Bob Marley’s position as the King of Reggae was undisputed and could never have been disputed. He was truly a master of his craft in every sense. Among many soul lifting albums of music that Marley contributed to global Art and Entertainment, EXODUS is in a remarkable class of its own. In this 35th anniversary tribute, Bayo Daramola celebrates the merits of the superlative EXODUS.

It was on the eve of the turn of the millennium in 1999 when the reputable and authoritative TIME Magazine resoundingly honoured the memory of Robert Nesta Marley by declaring his EXODUS LP as the greatest album of the musically flamboyant 20th century.

Later in 2001, the TV network VH1 would name the same Exodus as the 26th greatest album of all time and, in 2003, the album was ranked No. 129 on the Rolling Stone Magazine’s list of the 500 greatest albums of all time, just to cite a few of the most notable accolades showered on Nesta Marley’s Exodus. Checking out the merits of Exodus should be rewarding. A close look at factors that gave it a distinctive rank with the experts should be thrilling since the triumph of Exodus was not a fluke. It happened for concrete reasons.

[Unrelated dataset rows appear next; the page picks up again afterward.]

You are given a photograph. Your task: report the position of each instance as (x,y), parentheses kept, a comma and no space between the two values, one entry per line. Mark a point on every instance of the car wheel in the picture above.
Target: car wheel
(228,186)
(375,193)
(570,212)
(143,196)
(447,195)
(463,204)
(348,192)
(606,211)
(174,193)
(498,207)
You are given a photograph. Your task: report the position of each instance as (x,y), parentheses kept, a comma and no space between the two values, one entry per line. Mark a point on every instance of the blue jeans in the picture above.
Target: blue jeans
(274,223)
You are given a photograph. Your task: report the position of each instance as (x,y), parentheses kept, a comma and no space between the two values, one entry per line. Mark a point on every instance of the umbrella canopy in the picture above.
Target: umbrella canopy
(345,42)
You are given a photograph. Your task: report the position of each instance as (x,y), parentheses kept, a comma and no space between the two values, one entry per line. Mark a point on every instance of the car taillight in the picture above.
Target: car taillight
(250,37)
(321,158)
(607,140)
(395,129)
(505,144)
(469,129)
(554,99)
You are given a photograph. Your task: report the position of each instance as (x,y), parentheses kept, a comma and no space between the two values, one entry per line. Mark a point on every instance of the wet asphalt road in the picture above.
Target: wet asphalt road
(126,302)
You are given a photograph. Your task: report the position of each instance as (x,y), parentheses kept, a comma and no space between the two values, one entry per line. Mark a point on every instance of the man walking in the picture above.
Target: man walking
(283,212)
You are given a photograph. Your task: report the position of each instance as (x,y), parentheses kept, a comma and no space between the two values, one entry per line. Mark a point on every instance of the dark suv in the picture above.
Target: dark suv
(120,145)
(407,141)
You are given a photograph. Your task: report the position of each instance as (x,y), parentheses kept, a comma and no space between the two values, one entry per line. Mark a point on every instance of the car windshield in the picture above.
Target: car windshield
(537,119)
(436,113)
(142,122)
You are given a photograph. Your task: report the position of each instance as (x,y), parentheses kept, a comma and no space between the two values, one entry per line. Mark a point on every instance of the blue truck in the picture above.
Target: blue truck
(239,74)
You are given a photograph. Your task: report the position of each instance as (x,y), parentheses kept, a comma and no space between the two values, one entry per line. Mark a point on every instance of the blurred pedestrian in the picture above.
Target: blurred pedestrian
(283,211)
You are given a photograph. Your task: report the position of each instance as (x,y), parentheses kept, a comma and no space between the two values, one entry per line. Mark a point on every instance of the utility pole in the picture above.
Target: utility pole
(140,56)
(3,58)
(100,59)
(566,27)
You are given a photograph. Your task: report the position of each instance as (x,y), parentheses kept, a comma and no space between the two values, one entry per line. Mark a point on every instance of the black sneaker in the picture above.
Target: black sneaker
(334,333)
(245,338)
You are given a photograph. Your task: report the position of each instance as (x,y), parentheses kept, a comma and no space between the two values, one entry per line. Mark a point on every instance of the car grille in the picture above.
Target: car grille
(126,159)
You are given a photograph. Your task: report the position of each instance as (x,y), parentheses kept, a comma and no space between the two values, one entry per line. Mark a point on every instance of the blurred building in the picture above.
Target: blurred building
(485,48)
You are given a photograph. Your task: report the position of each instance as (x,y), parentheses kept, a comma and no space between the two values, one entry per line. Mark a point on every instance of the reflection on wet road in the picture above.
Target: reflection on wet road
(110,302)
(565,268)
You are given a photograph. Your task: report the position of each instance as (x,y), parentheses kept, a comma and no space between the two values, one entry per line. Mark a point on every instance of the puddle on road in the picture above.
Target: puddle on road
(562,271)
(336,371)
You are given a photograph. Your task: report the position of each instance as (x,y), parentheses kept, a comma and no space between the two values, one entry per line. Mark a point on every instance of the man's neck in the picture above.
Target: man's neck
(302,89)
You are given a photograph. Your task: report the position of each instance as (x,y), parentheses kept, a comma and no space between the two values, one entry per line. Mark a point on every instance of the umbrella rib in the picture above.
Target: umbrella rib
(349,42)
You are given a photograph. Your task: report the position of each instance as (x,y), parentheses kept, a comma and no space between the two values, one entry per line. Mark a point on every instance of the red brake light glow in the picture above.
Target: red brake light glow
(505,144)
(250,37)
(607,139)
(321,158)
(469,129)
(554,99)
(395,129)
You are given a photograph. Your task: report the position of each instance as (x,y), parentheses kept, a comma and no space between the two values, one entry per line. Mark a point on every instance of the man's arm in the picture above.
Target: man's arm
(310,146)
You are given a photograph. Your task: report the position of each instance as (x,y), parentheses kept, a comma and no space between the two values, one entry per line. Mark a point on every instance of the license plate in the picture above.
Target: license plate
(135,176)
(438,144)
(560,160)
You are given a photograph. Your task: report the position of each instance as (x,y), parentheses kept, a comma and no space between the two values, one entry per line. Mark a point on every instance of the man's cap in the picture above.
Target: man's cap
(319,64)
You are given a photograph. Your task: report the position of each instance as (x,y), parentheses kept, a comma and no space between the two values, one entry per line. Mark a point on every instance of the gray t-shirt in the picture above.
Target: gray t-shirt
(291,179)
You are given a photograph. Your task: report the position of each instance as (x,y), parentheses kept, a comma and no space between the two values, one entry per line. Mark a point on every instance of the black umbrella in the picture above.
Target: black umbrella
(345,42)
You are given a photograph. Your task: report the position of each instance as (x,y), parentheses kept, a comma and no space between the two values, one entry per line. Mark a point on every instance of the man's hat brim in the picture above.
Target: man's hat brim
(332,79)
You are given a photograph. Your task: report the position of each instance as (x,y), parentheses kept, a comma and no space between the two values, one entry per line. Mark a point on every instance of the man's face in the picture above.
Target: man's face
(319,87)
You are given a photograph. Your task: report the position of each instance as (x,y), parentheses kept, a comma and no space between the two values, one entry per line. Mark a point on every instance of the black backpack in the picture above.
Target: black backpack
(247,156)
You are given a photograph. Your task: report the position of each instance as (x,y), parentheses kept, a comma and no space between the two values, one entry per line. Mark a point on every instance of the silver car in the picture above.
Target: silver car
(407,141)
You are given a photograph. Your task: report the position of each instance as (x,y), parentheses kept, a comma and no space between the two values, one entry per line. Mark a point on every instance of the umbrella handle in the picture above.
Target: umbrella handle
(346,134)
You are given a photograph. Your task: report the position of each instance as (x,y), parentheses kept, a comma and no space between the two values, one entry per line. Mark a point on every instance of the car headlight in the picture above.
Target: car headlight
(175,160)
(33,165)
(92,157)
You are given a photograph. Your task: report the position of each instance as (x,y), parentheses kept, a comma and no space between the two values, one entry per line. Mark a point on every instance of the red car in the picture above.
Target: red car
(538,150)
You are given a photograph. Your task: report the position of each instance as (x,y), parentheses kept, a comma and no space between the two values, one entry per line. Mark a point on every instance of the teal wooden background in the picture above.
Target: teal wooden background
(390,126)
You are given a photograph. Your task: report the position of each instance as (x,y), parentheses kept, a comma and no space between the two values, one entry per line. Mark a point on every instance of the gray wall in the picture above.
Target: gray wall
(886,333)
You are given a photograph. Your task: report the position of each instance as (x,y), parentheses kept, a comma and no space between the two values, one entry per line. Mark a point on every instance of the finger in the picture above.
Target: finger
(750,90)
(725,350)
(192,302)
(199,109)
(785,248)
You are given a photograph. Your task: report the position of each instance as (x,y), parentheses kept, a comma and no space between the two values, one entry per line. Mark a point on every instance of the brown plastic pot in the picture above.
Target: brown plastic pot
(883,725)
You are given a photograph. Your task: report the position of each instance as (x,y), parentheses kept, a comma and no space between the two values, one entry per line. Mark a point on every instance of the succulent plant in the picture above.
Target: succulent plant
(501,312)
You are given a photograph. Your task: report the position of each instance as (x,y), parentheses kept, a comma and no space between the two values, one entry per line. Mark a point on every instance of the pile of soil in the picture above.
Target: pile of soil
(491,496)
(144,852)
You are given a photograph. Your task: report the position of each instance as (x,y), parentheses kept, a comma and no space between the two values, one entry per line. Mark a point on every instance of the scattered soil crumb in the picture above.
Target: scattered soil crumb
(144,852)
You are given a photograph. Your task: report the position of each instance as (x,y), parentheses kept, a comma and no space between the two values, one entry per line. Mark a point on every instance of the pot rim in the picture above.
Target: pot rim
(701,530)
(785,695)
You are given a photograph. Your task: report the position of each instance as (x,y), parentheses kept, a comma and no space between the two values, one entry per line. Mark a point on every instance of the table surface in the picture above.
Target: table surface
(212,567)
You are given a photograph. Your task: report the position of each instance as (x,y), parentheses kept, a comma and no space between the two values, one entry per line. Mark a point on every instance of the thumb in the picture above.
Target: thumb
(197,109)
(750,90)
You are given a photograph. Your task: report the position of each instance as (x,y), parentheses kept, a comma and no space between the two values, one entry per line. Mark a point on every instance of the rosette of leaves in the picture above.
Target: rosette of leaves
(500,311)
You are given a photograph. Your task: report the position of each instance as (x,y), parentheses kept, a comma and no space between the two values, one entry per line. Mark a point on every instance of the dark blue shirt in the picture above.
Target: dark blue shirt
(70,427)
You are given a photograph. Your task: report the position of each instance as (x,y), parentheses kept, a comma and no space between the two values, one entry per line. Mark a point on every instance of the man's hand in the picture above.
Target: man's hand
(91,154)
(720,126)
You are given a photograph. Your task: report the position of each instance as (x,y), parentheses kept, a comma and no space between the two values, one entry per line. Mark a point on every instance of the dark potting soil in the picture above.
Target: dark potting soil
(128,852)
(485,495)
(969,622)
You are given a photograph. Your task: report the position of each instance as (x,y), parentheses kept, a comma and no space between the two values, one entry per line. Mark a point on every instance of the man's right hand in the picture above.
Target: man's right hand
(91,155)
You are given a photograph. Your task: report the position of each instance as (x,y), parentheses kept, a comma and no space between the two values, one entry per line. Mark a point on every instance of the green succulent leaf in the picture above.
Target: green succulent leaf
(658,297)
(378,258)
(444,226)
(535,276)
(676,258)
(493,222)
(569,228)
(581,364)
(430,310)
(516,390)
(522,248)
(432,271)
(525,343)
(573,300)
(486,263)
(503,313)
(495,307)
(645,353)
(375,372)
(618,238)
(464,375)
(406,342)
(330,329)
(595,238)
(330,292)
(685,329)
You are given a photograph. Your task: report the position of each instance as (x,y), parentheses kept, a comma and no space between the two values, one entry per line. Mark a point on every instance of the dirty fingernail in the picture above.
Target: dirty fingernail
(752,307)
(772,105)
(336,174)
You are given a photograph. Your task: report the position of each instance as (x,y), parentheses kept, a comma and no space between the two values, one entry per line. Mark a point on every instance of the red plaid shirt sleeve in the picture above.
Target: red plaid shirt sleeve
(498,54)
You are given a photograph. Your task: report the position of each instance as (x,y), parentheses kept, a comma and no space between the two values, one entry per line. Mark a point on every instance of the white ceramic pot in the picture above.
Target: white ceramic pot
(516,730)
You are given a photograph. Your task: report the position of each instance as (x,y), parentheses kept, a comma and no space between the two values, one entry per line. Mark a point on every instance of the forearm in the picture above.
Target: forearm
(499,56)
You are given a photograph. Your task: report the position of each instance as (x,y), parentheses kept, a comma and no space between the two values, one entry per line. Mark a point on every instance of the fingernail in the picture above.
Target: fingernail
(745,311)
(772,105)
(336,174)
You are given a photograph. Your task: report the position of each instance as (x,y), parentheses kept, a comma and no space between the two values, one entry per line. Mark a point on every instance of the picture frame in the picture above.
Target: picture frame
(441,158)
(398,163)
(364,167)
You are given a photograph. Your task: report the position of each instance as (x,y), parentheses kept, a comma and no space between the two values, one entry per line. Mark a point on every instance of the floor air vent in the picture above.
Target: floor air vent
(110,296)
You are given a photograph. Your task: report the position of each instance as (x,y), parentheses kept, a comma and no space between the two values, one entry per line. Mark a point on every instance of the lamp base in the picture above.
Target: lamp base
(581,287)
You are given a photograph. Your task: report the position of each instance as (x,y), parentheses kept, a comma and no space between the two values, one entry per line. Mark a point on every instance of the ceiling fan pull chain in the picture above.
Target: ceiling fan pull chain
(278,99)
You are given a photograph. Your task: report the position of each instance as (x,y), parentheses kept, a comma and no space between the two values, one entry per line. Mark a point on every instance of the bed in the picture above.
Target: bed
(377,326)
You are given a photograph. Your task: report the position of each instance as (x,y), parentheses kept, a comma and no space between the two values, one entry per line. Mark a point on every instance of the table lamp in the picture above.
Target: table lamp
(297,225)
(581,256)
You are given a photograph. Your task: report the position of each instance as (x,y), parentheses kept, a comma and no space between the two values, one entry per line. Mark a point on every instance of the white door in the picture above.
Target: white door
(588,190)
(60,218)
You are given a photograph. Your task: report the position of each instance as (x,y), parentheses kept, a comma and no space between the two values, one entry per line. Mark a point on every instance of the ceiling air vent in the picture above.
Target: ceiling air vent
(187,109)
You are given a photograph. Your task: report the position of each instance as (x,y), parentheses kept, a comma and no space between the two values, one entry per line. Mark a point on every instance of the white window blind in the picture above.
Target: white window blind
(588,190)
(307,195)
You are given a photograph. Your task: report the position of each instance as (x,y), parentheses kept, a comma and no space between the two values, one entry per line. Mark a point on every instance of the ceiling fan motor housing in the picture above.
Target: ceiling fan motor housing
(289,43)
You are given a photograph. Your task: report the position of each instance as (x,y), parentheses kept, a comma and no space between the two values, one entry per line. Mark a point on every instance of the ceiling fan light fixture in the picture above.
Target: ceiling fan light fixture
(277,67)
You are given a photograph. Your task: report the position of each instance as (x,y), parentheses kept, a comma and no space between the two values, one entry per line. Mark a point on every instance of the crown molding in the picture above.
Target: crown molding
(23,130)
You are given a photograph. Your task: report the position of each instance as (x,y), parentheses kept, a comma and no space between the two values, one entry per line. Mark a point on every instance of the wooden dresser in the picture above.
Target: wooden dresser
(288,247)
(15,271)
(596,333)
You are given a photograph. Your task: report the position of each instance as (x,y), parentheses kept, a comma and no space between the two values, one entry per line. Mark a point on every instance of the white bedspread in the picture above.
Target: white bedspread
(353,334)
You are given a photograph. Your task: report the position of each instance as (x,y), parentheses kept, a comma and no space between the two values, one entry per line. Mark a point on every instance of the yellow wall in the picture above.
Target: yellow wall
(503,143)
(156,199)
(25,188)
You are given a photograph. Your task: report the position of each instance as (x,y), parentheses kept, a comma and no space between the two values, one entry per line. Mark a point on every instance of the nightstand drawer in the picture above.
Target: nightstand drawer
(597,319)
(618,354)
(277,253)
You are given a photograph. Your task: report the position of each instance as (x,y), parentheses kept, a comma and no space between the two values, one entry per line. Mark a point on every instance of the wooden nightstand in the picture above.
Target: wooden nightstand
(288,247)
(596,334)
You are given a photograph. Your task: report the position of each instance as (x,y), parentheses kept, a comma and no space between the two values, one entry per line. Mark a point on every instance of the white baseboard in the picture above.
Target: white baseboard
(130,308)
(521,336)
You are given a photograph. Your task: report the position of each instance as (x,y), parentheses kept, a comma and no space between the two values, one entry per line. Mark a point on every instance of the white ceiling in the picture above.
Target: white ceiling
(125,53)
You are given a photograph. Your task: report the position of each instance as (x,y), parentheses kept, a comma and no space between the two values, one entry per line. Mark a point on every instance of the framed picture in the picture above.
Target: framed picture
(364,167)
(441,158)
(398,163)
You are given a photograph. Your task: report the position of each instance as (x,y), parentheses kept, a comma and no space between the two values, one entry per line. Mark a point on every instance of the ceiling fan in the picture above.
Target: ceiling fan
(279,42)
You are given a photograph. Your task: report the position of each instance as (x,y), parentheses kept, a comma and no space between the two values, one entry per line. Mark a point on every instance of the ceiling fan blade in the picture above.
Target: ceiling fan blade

When it appeared freshly on the global music orbit on June 3, 1977, the 10-Track vinyl represented a major career breakthrough for Bob Marley and the Wailers (BMW.) This was then a brand new musical release that richly blended vociferous protest anthems like Natural Mystic, Heathen, So Much things to Say and Guiltiness with bouncy and alluring Lovers’ Rock renditions like Waiting In Vain, Three Little Birds and
Turn Your Lights down Low.

Ironically, in the Western media, a good measure of doubt, anxiety and uncertainty typified the initial sentiments with which music and entertainment industry pundits received Exodus. Some of these opinion molders in the art and music sphere in Europe, America and Japan were simply dissatisfied at first with what was described as an obvious absence of drama, street flavor and socio-psychological intrigue in the songs of Exodus.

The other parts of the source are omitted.